Commémoration de l’Intifada de Zemla: des activistes sahraouis agressés par les forces marocaines
Des militants sahraouis ont été violemment agressés par les forces d’occupation marocaines à la fin d’un rassemblement commémorant le 55e anniversaire de l’Intifada de Zemla, le soulèvement historique mené par feu Mohamed Sidi Brahim Bassiri, le 17 juin 1970, contre l’Espagne coloniale, rapportent dimanche des médias sahraouis.
Les forces marocaines, en uniforme et en civil, ont violemment battu les participants à ce rassemblement, dont le président du comité sahraoui pour le droit à l’autodétermination, Ddach Mohamed et le membre de l’Initiative sahraouie contre l’occupation marocaine (ISACOM), Mustapha Dah, ainsi qu’un défenseur des droits humains bien connu au Sahara occidental occupé, en occurrence Brahim Farrik, précise la même source.

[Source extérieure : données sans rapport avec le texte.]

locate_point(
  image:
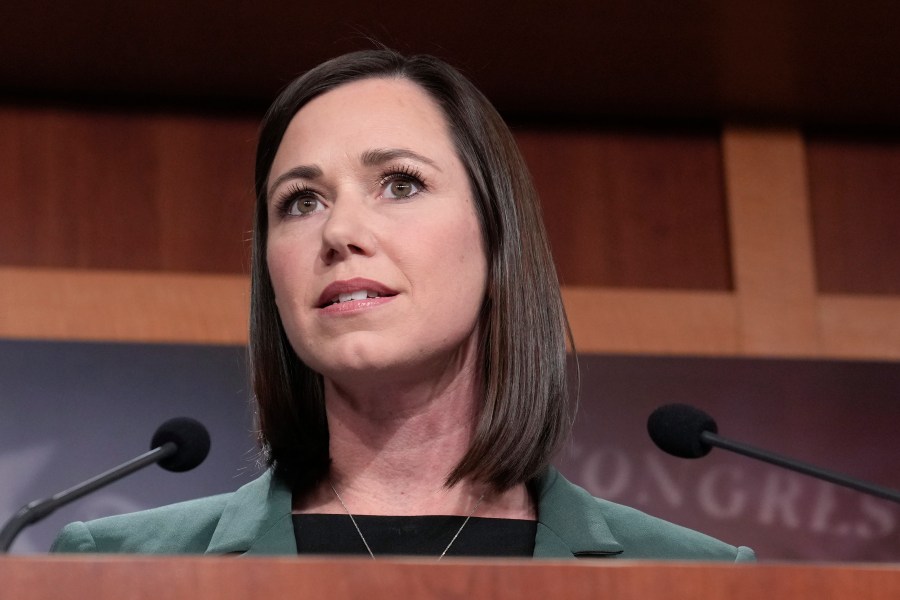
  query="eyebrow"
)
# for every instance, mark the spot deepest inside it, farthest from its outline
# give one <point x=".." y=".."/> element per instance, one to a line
<point x="300" y="172"/>
<point x="369" y="158"/>
<point x="379" y="156"/>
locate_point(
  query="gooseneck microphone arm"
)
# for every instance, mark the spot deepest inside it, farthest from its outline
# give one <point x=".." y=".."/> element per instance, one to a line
<point x="859" y="485"/>
<point x="39" y="509"/>
<point x="688" y="432"/>
<point x="178" y="445"/>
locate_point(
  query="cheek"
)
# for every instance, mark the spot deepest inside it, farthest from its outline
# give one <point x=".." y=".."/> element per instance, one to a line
<point x="286" y="271"/>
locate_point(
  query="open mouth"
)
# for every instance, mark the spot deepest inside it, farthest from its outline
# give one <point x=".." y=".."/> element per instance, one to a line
<point x="356" y="295"/>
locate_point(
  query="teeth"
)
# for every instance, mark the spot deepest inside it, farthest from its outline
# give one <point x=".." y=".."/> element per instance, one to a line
<point x="357" y="295"/>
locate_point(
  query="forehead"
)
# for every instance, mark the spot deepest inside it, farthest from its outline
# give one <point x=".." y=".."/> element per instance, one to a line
<point x="361" y="115"/>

Malgré l’interdiction stricte des rassemblements politiques sahraouis par le Maroc, les militants sahraouis se sont réunis pour honorer l’héritage de l’Intifada de Zemla, un moment décisif dans la lutte des Sahraouis pour la liberté.
Les participants ont affirmé que ce soulèvement demeure un pilier de la résistance sahraouie et une source d’inspiration dans leur lutte continue pour l’indépendance et l’autodétermination du peuple sahraoui. Ils ont honoré, à cette occasion, Mohamed Hammia, un militant de la résistance civile de l’Intifada de Zemla, saluant son dévouement à la cause sahraouie.

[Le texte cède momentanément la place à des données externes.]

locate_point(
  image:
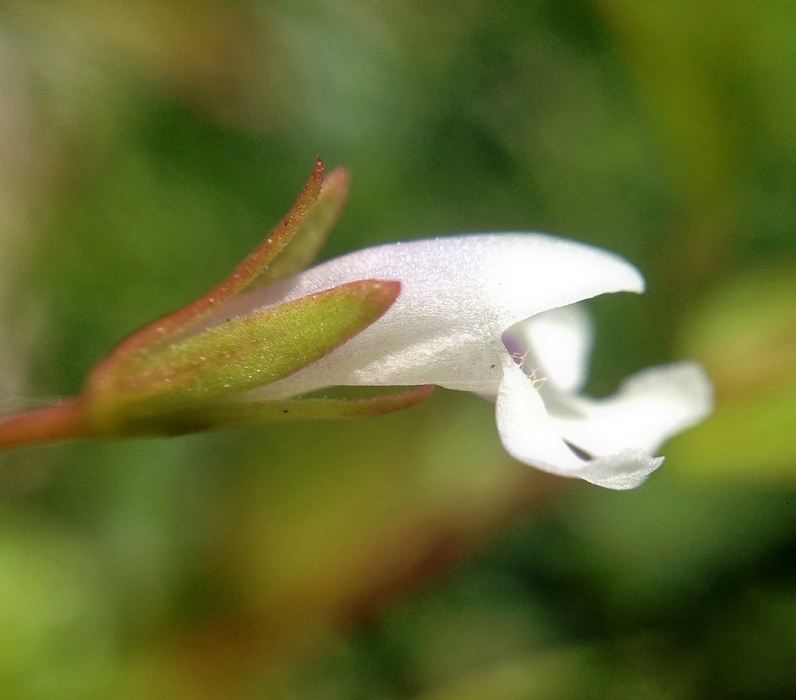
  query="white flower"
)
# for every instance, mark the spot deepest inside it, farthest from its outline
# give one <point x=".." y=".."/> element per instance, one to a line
<point x="472" y="310"/>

L’Intifada de Zemla constitue le premier soulèvement de masse au Sahara occidental lorsque des centaines de Sahraouis, menés par Bassiri, ont protesté contre le régime colonial espagnol à Laâyoune, rappelle la même source, soulignant que la réponse espagnole a été brutale : Bassiri est porté disparu et son mouvement a été écrasé.

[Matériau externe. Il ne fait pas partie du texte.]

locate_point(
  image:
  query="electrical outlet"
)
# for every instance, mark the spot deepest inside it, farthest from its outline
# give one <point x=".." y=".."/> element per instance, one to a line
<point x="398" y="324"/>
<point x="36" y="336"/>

Aujourd’hui, le Maroc qui occupe militairement le Sahara occidental depuis 1975, accélère le rythme de répression des manifestations, interdisant toute commémoration de la résistance sahraouie, relève la même source, ajoutant que « la violente répression contre le rassemblement de cette année prouve que l’occupant craint encore le pouvoir unificateur de cette Intifada ».